Nasi goreng memiliki awal yang sama dengan versi nasi goreng lainnya; sebagai cara untuk menghindari pemborosan nasi. Menggoreng nasi dapat mencegah penyebaran kuman, bakteri, mikroba berbahaya, terutama dalam teknologi pra-pembekuan di Indonesia dan juga menghindari kebutuhan untuk membuang makanan yang berharga. Nasi goreng secara tradisional disajikan di rumah untuk sarapan dan secara tradisional dibuat dari nasi sisa dari malam sebelumnya. Selain bahan-bahan seperti bawang merah, tomat, paprika dan cabai, nasi goreng dengan potongan daging ayam atau sapi; biasanya sisa dari masakan daging ayam atau sapi.
Nasi goreng sering digambarkan sebagai modifikasi nasi goreng Indonesia dan dengan resep nasi goreng lainnya di Asia, telah disarankan untuk melacak asal-usulnya dari nasi goreng Tiongkok Selatan. Namun, tidak jelas kapan Indonesia mulai menerima nasi goreng Tiongkok dan membuat versi mereka sendiri. Perdagangan antara Tiongkok dan Kepulauan Indonesia berkembang sejak zaman Kerajaan Sriwijaya sekitar abad ke-10 dan semakin intensif pada zaman Kerajaan Majapahit sekitar abad ke-15. Pada saat itu para imigran Tiongkok mulai menetap di Kepulauan Nusantara, membawa serta budaya dan masakan mereka. Orang Tionghoa biasanya mendukung makanan panas yang baru dimasak, dan dalam budaya mereka adalah tabu untuk membuang bahan makanan yang belum dimakan. Akibatnya, nasi sisa hari sebelumnya sering dimasak kembali di pagi hari. Dahulu, Indonesia mungkin hanya nasi sisa yang dijemur untuk membuat intip atau rengginang (kerupuk nasi), nasi kering juga bisa digiling untuk membuat tepung beras.
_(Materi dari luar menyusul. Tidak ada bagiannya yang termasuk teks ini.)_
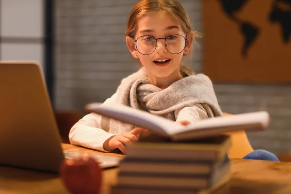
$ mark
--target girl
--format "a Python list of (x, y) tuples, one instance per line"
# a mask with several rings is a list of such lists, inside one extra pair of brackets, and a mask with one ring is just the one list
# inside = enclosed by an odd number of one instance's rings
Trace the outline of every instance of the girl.
[[(184, 125), (222, 116), (210, 80), (183, 65), (198, 35), (177, 0), (140, 1), (131, 11), (125, 34), (141, 68), (124, 79), (104, 104), (123, 104)], [(126, 145), (146, 132), (92, 113), (72, 127), (69, 137), (75, 145), (126, 153)]]

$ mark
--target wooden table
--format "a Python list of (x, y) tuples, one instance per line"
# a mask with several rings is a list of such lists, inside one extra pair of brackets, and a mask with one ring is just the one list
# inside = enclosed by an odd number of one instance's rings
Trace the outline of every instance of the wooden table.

Pengaruh Tionghoa pada masakan Indonesia dapat dilihat pada mie goreng yang muncul bersamaan dengan diperkenalkannya teknik menggoreng yang membutuhkan penggunaan wajan Tiongkok. di Tiongkok, teknik menggoreng menjadi semakin populer selama Dinasti Ming (1368-1644 M). Pengenalan teknik menggoreng, panci Tiongkok, dan bahkan kecap mungkin telah terjadi sekitar atau setelah periode ini, pada abad ke-17. Kecap yang umum berasal dari Tiongkok abad ke-2, namun kecap (kecap manis) dikembangkan di Indonesia dengan tambahan gula aren lokal yang melimpah. Kecap manis dengan tambahan terasi merupakan unsur yang membedakan nasi goreng Indonesia dengan nasi goreng Tionghoa.
Selain pengaruh Tionghoa, ada teori lain yang menyatakan bahwa nasi goreng sebenarnya terinspirasi oleh sebuah hidangan Timur Tengah yang disebut Pilaf, yaitu nasi yang dimasak dengan kuah kaldu yang dibumbui. Saran ini cukup masuk akal dalam kaitannya dengan varian tertentu, yaitu nasi goreng kambing Betawi, yang menggunakan daging kambing atau kambing (biasanya disukai oleh orang Arab-Indonesia), rempah-rempah yang kaya dan minyak Samin (minyak lemak daging sapi), yang menunjukkan pengaruh Timur Tengah.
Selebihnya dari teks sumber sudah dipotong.